Taxation of stock options for Canadian employees clarified.
Allan Madan, CPA, CA
Did you receive stock options from your Canadian employer? If yes, then it’s highly recommended that you go over the points in this article. In this article, I explain how the “Taxation of Stock Options for Employees in Canada” directly affects you.
What is a stock option?
An employee stock option is an arrangement where the employer gives an employee the right to buy shares in the company in which they work usually at a discounted price specified by the employer. There are different types of stock options that can be issued to employees – more information can be found on the Canada Revenue Agency’s website.
For employers who are looking to sell the shares of their company, please have a look at our article, “Planning on Selling a Business?”
CCPCs (Canadian Controlled Private Corporations) – Employee Stock Options
A CCPC is a company that’s incorporated in Canada, whose shares are owned by Canadian residents. By definition, a CCPC is a ‘private company’ and is therefore not listed on a public stock exchange like the New York Stock Exchange or the Toronto Stock Exchange.
When your employer grants or gives a stock option to you, you do not have to include anything in your taxable income at that time. In other words, there is no tax consequence to you at the grant date.

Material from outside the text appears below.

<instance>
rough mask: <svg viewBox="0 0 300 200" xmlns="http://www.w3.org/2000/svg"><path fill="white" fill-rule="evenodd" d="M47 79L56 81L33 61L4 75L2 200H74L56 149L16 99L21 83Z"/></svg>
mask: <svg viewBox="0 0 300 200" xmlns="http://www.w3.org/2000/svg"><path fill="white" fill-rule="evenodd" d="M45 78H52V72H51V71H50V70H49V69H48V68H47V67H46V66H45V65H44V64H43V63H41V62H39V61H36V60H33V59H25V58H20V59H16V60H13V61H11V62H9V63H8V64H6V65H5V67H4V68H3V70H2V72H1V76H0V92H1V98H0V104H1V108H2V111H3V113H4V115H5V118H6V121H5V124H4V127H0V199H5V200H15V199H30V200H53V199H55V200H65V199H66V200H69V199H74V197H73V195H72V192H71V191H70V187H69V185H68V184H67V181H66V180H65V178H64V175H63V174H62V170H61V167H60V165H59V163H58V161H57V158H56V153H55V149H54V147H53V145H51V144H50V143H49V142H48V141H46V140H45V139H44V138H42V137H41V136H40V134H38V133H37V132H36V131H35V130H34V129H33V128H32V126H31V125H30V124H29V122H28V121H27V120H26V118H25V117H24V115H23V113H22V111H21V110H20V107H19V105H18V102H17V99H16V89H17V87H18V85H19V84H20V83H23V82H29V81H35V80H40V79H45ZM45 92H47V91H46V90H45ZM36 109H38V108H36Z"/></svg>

When you exercise a stock option, which means to purchase the shares through your employer, you must include a taxable benefit in your income. The taxable benefit is equal to the difference between the exercise price (i.e. the price you paid to buy the shares) and the market value of the shares at the time of purchase.
There is a special tax deferral for employees of CCPCs. The taxable benefit can be postponed to the date the shares are sold. This makes it easier for employees to pay tax because they will have cash available from the sale of the shares.
Example:
Let’s look at an example. Assume that the exercise price is $3 / share, and the market value is $10 / share. When you exercise your right to buy the shares, a taxable benefit is realized for $7 / share ($10 minus $3). Remember, for employees of CCPC’s the taxable benefit is postponed until the shares are sold.
If you meet one of these two conditions, you can claim a tax deduction equal to ½ of the taxable benefit, or $3.50 in this example (50% x $7).
- You have held the shares for at least two years after you have purchased them
- The exercise price is at least equal to the fair market value of the shares when they were granted to you
Public Companies – Employee Stock Options
Now, let’s move on to the taxation of stock options for public companies.
On the date that you are granted or receive stock options in an employer that is a publicly listed company, you do not have a personal tax consequence. However, on the date that you purchase the shares, you will get a taxable benefit equal to the difference between the exercise price of the shares and the market value of the shares on that date. You cannot postpone the timing of this taxable benefit.
Let’s assume you work for Coca-Cola Canada and the fair market value of the shares today is $30 / share. According to the option agreement, you can exercise or buy the shares for $10 / share. Therefore, the taxable benefit that will be included in your income at the time of exercise is $20 / share.
After buying the shares, you have two choices: (A) You can immediately sell the shares or (B) You can hold onto them if you believe they will increase in value in the future. If you choose to hold onto the shares and sell them in the future for a profit, the profit made from the sale will be classified as a capital gain and subject to tax. Whether you sell the shares or hold onto them, taxes will be deducted from your paycheck to account for the taxable benefit you realized on the purchase of the shares.
However, don’t hold onto the shares for too long after purchasing them. This is because if the price of the stock drops you’re still liable for the taxable benefit realized on the purchase date.
You can claim a tax deduction for ½ of the taxable benefit realized on the exercise date. To do so, all of these 3 conditions must be met:
- You receive normal common shares upon exercise
- The exercise price is at least equal to the fair market value of the shares at the time the options were granted
- You deal at arm’s length or on a third party basis with your employer
Disclaimer
The information provided on this page is intended to provide general information. The information does not take into account your personal situation and is not intended to be used without consultation from accounting and financial professionals. Allan Madan and Madan Chartered Accountant will not be held liable for any problems that arise from the usage of the information provided on this page.